Nasıl oldu, bilmiyorum, biri ‘Robinson Cruseo’yu elime verdi. Kapağı kapattığımda ben artık eski ben değildim. Günlerce her yerde, her an kitabı düşündüm. Âşık olmuş gibiydim...
◊ ‘Moby Dick’ (Herman Melville):
O kadar etkilendim ki yıllarca başucumda tuttum, yattığım yerden rastgele bir sayfasını açıp bakmayı huy edindim.
◊ ‘Cutting for Stone’ (Abraham Verghese): Bitirdikten sonra da kimsenin dediklerine konsantre olamaz bir halde dolaşmıştım.
◊ ‘Çavdar Tarlasında Çocuklar’
(J.D. Salinger) Holden Caulfield hepimizin tam olmak istediği gençti.
‘Arkasında yazan içten hikâye sabırsızlandırıyor’
Duygu Özdemir, dijital içerik üreticisi @1kitap.1mekan
◊ ‘İle’ (Oruç Aruoba): Kelimelerin gücüne sığınarak bir ilişkinin her evresini duygularımıza dokunarak anlatır.
◊ ‘Günlerin Köpüğü’ (Boris Vian): Hikâyenin saçmalığıyla gerçekliğin kesiştiği noktada başlıyor aslında her şey. İçinde yoğun bir ironi barındıran oldukça nahif bir aşk hikâyesi benim için. Boris Vian’ın patafiziğe inancı da bu romanı benim için oldukça özel kılan nedenlerden biri.
◊ ‘İklimler’ (Andre Maurois):
Fransız edebiyatındaki aşkın farklı bir yeri vardır benim için. Helikopter Yayınları’nın kendine has tarzına da o kadar
uymuş ki! Arkasında yatan içten hikâye kitaba başlamak için sabırsızlandırıyor.

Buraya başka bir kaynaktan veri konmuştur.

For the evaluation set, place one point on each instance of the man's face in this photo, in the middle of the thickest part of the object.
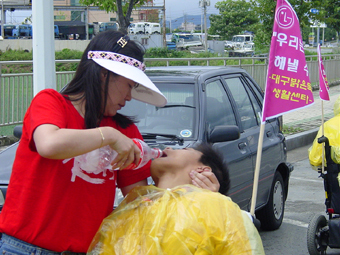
(177, 160)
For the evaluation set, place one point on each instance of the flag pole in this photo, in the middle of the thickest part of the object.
(322, 133)
(257, 169)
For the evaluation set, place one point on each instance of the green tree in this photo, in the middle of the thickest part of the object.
(123, 8)
(234, 18)
(330, 14)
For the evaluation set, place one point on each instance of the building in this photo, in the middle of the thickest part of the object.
(94, 16)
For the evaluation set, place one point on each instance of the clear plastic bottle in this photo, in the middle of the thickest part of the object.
(107, 155)
(146, 153)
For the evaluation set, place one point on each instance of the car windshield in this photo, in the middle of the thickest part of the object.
(238, 39)
(176, 117)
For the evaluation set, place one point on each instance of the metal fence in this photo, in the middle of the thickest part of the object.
(16, 90)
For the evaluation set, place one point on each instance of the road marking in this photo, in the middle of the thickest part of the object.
(308, 180)
(295, 222)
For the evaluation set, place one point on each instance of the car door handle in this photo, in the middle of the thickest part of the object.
(241, 146)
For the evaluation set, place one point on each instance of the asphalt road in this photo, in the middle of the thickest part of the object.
(305, 199)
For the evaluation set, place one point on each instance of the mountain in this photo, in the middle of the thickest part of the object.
(196, 19)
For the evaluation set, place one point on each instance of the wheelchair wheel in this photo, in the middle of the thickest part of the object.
(317, 235)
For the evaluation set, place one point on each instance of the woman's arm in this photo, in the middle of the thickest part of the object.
(61, 143)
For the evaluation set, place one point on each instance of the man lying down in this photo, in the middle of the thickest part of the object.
(176, 217)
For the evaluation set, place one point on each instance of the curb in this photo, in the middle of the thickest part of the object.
(301, 139)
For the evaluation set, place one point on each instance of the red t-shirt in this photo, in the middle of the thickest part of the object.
(43, 205)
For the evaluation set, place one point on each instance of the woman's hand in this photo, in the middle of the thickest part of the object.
(127, 150)
(205, 180)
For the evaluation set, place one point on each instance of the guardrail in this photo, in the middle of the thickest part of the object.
(16, 89)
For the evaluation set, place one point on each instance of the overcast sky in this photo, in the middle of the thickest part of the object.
(174, 9)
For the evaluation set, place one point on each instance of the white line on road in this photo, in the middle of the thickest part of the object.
(295, 222)
(308, 180)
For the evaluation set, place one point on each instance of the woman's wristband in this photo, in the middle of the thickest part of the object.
(101, 133)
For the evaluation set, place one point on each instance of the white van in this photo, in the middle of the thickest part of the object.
(152, 28)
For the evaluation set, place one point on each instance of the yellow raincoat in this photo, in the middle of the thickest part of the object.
(183, 220)
(332, 132)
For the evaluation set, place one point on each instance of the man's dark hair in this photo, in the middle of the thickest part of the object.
(87, 79)
(214, 159)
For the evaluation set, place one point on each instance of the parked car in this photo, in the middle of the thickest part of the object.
(202, 103)
(207, 104)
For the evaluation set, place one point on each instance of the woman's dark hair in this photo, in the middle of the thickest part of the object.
(87, 79)
(213, 158)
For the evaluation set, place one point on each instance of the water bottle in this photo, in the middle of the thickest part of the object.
(105, 155)
(146, 153)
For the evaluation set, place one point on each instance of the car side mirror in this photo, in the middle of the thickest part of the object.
(224, 134)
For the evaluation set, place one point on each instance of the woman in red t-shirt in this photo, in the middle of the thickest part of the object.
(52, 203)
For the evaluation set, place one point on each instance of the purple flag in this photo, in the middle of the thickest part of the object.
(288, 85)
(324, 88)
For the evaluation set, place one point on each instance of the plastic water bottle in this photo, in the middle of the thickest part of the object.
(105, 155)
(146, 153)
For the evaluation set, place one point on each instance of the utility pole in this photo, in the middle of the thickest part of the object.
(2, 19)
(164, 25)
(204, 4)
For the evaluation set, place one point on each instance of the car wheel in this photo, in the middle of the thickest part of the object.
(317, 235)
(271, 215)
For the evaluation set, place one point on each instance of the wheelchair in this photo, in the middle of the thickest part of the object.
(322, 232)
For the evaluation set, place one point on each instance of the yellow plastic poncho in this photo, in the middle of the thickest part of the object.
(183, 220)
(332, 132)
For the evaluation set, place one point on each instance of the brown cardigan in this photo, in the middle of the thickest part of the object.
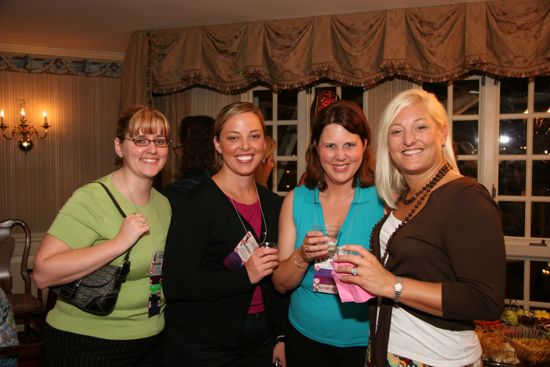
(455, 240)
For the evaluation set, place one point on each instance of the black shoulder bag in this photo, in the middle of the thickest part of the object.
(97, 292)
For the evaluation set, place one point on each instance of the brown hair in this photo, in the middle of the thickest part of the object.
(351, 117)
(146, 119)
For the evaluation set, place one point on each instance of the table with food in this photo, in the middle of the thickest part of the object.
(520, 338)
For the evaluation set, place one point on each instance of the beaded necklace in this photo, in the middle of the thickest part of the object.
(423, 195)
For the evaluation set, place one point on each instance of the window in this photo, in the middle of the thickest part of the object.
(287, 118)
(508, 121)
(282, 114)
(501, 135)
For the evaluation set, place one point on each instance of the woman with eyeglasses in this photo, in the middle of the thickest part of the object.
(222, 309)
(90, 232)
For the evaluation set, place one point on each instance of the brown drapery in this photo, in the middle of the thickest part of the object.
(504, 38)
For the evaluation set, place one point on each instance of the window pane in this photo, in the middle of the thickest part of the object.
(541, 136)
(354, 94)
(468, 168)
(465, 137)
(542, 94)
(287, 105)
(287, 136)
(541, 178)
(514, 279)
(513, 218)
(540, 220)
(264, 100)
(511, 178)
(513, 137)
(440, 91)
(466, 97)
(288, 176)
(540, 281)
(513, 95)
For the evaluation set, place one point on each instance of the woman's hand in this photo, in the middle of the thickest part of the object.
(261, 263)
(314, 246)
(369, 273)
(279, 354)
(132, 228)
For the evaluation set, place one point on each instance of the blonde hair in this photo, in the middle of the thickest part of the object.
(229, 111)
(144, 118)
(389, 181)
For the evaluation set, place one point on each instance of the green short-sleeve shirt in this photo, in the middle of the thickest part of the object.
(89, 217)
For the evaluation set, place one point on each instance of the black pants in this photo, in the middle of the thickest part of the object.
(65, 349)
(303, 352)
(255, 348)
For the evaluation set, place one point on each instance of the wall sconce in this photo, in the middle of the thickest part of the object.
(23, 130)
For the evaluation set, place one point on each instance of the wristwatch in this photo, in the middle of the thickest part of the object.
(397, 289)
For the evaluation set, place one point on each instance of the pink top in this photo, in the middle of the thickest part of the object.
(253, 214)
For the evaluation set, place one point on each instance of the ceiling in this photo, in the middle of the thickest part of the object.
(102, 28)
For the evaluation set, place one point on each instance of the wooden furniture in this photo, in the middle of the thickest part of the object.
(27, 308)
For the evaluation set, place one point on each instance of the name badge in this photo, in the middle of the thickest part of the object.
(241, 252)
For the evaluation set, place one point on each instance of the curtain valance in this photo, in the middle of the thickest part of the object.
(505, 38)
(59, 65)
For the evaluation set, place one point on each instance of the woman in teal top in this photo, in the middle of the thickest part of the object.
(338, 191)
(89, 232)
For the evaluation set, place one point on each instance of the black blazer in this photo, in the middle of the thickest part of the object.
(205, 300)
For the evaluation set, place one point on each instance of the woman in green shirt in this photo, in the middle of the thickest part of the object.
(89, 232)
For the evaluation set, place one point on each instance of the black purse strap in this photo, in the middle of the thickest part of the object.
(127, 256)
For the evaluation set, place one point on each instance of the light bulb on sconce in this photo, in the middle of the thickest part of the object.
(23, 130)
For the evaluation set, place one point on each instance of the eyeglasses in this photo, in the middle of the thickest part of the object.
(160, 142)
(178, 149)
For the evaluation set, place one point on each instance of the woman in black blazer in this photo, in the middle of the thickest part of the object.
(222, 311)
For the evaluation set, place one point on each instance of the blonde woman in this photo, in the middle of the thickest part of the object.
(438, 260)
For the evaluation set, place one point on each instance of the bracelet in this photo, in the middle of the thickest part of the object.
(296, 262)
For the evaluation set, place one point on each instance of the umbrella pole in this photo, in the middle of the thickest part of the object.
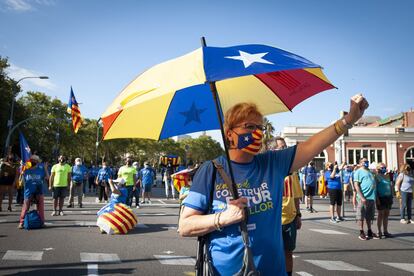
(248, 263)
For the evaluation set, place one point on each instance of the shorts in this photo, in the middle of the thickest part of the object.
(335, 196)
(385, 203)
(289, 236)
(365, 212)
(309, 190)
(147, 188)
(59, 192)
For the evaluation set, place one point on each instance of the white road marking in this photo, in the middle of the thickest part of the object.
(403, 266)
(175, 260)
(92, 269)
(170, 227)
(328, 232)
(85, 223)
(141, 225)
(23, 255)
(303, 273)
(99, 258)
(336, 265)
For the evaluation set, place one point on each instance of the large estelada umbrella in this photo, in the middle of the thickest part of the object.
(192, 92)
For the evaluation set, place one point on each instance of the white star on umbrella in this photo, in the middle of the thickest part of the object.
(248, 59)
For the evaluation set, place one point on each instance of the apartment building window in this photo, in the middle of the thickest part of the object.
(373, 155)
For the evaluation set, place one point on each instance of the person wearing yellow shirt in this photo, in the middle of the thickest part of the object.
(128, 173)
(291, 216)
(58, 184)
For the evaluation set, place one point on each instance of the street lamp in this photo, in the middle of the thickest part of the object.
(10, 121)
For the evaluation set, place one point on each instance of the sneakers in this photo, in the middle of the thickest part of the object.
(333, 220)
(339, 219)
(362, 236)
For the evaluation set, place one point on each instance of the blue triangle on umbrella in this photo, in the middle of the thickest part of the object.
(191, 110)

‘Üzerime bir büyü yapılmış etkisi bırakmıştı’
Eylül Görmüş, dijital içerik üreticisi, @1kitap1film.us
◊ ‘İskenderiye Dörtlüsü’ (Lawrence Durrell): Yazarın kusursuz mekân yaratma becerisi, eşsiz karakter tahlilleriyle birleşince bu kitap bende üzerime bir büyü yapılmış etkisi bırakmıştı.
◊ ‘Yarınki Yüzün’ üçlemesi (Javier Marias): İspanyol yazar Marias’ın detaycı bakışı, küçük şeylere yüklediği anlamlar, bunları anlatışı... Ben Marias okurken dünyayla ilişkimin dönüştüğünü hissediyorum, kendi ellerimin hareket ediş biçimine bile başka türlü bakıyorum. .
◊ ‘Yüzyıllık Yalnızlık’ (Gabriel Garcia Marquez): Büyülü gerçekçiliğin kült kitabı. İnsan bittikten sonra sarı kelebeklerle sarmalanıp dünyaya Ursula’yla beraber gökyüzünden baktığını hissediyor.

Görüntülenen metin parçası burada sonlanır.